To what extent is the current health policy appropriate?

To be honest, there is no public health policy from this government’s part. So it has been made by others: the pharmaceutical industry, equipment makers and health professionals lobbies. As a consequence, it happens to be cruelly short in vision and hindsight. For example, highlighting the disastrous management of cancer patients, at first driven by a piece of truth and good will, led to bigger expenses in specific medication, and the melting of the Central Pharmacy’s budget on the same.

This is a good illustration that we must implement a genuine national policy on health, consistent and adjusted. More specifically, this means that political supervision is essential to prevent overproduction and prevent shortages in the medium and long term.

It also means that we need to cross and combine our experiences at a regional and even global scale. Maghreb countries are complementary in this area: the Tunisian Central Pharmacy is a model, that would be a good source of inspiration to us, while on the other hand the Moroccan liberal generics policy did not meet as much success as expected.

Does the country have the proper HR for such a health policy?

This question is paramount. It does, yes, if we massively invest in training, education and research.

By training, I mean the continuing education of the prescribers, whose bad habits are attributable precisely to their lack of training and supervision. Another option would be to implement legal and regulatory tools in order to impose on them not to prescribe antibiotics at the very early signs of a flu for instance. The creation and constant update of a treatment guide could be a third solution. When it comes to health information, the public sector can play a central part.

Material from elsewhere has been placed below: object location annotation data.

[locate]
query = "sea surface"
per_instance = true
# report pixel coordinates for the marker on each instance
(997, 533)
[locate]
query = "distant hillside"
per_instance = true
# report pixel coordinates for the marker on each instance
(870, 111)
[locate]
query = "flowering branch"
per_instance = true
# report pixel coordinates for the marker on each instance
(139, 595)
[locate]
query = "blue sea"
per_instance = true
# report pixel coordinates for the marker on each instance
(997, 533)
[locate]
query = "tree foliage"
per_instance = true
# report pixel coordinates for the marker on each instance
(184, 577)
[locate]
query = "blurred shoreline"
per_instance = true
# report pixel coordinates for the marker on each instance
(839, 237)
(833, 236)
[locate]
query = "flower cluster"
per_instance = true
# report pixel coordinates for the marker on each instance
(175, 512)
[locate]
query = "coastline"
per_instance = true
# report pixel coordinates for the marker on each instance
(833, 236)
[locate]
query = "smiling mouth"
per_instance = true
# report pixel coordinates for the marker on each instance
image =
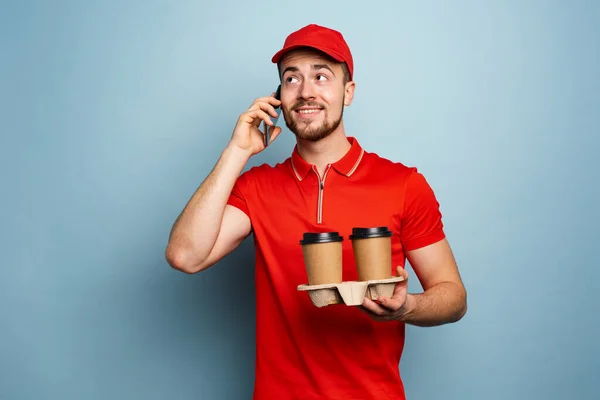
(308, 110)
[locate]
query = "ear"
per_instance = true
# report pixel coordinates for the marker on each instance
(349, 93)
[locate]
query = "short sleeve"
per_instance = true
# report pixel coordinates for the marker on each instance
(237, 198)
(421, 219)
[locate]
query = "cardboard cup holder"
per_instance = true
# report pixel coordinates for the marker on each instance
(351, 293)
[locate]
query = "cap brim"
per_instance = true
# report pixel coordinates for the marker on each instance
(333, 54)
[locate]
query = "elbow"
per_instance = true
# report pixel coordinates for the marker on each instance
(182, 260)
(461, 312)
(461, 309)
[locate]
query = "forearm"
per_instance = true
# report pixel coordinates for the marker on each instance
(441, 304)
(195, 231)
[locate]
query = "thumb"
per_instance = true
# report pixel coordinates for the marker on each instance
(402, 272)
(275, 131)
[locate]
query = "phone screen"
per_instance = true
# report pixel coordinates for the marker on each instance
(278, 111)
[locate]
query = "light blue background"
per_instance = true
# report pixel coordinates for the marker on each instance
(113, 113)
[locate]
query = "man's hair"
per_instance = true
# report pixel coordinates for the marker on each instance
(345, 70)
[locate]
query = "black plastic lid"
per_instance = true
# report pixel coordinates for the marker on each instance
(321, 237)
(369, 233)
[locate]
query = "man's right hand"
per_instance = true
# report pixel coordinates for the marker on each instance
(247, 135)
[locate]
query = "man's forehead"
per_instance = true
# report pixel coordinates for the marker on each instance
(297, 58)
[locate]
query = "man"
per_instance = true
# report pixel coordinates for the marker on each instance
(329, 183)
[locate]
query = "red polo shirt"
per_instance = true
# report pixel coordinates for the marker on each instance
(334, 352)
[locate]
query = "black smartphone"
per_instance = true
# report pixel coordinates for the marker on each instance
(278, 110)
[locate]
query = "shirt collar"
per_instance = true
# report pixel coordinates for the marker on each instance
(345, 165)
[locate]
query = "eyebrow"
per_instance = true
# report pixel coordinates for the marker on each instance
(314, 67)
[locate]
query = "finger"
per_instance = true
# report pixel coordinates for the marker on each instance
(391, 304)
(266, 104)
(374, 307)
(254, 117)
(402, 272)
(275, 131)
(264, 107)
(374, 316)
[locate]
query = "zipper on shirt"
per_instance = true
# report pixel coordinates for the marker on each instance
(321, 191)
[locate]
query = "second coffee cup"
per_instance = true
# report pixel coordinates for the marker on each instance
(322, 257)
(372, 249)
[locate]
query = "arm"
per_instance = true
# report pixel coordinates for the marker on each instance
(444, 299)
(208, 229)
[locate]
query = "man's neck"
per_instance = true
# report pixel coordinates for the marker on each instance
(325, 151)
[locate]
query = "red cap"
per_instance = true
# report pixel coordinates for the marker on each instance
(321, 38)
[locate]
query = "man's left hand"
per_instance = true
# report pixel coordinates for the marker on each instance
(386, 308)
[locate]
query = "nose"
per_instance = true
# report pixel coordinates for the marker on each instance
(307, 91)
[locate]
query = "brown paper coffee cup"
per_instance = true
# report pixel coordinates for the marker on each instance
(372, 249)
(322, 257)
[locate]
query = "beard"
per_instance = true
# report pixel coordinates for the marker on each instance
(310, 133)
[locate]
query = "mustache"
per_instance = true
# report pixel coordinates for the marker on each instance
(307, 104)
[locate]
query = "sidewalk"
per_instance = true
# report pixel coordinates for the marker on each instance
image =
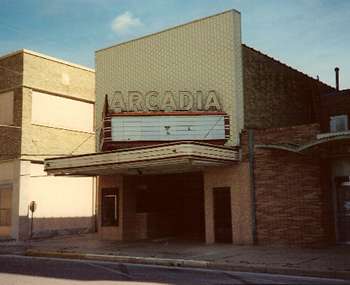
(331, 262)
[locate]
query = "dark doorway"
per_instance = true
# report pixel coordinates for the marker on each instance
(343, 211)
(222, 215)
(166, 206)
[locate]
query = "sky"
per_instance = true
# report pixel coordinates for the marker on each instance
(312, 36)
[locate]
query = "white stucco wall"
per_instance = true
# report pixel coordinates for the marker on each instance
(55, 196)
(9, 178)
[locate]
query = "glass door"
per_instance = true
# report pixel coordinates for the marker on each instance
(5, 211)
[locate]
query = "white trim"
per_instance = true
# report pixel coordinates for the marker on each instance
(175, 154)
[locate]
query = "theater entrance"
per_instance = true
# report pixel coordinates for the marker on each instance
(164, 206)
(343, 209)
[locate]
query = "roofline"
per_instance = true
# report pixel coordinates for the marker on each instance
(51, 58)
(168, 29)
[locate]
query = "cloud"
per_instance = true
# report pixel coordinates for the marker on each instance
(125, 22)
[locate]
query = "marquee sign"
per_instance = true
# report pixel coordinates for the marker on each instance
(137, 101)
(168, 128)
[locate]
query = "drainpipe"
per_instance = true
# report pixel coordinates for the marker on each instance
(252, 181)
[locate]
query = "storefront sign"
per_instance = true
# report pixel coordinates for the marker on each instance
(137, 101)
(169, 128)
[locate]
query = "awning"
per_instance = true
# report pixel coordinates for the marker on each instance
(165, 158)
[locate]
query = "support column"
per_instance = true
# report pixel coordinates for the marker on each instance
(237, 179)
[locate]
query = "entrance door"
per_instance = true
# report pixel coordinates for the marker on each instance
(5, 211)
(222, 215)
(343, 206)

We also need to develop conjoint research between universities and the pharmaceutical industry, so that be created everywhere in the field, and accessible to everyone (i.e. supported by public health insurance), distribution outlets of the drugs required by the Algerian population, today and in the future. Indeed, I can’t think of a reason why Algeria and Maghreb would not be able to get their own Teva.

The government must acknowledge the strategic importance of this sector and act, i.e. invest, to ensure Algeria with its future autonomy.

How does Algeria perceive “Made In Algeria” drugs?

Algerians are not resistant to them at all, quite the contrary. However, we must seek more and more quality, and improve marketing: we need to learn how to sell our products, especially to prescribers for their role in the new health policy is key.

What would you wish Algeria to achieve in the upcoming 5 years?

I wish there were no more communicable diseases, no more maternal and infant deaths, I wish we implement massive prevention and information, to follow Canada, which successfully decreased cardiovascular mortality, not by drug consumption increase but through health education. Our healthcare system undoubtedly needs cash for training and infrastructure investments, but it will just as well need intelligence, supervision and collaboration with the universities. All this will let proper solutions emerge, proper meaning here cheaper and most suited, instead of copying rich countries and their expensive inadequate policies.

Algeria looks like sleeping giant to awake. As mentioned above, we need economic growth and common health policy on a regional level.

In conclusion, the Algerian health sector is facing major challenges for the years to come, yet has got the means to deal with them. Simultaneously, it will need international cooperation, for health does not escape globalization.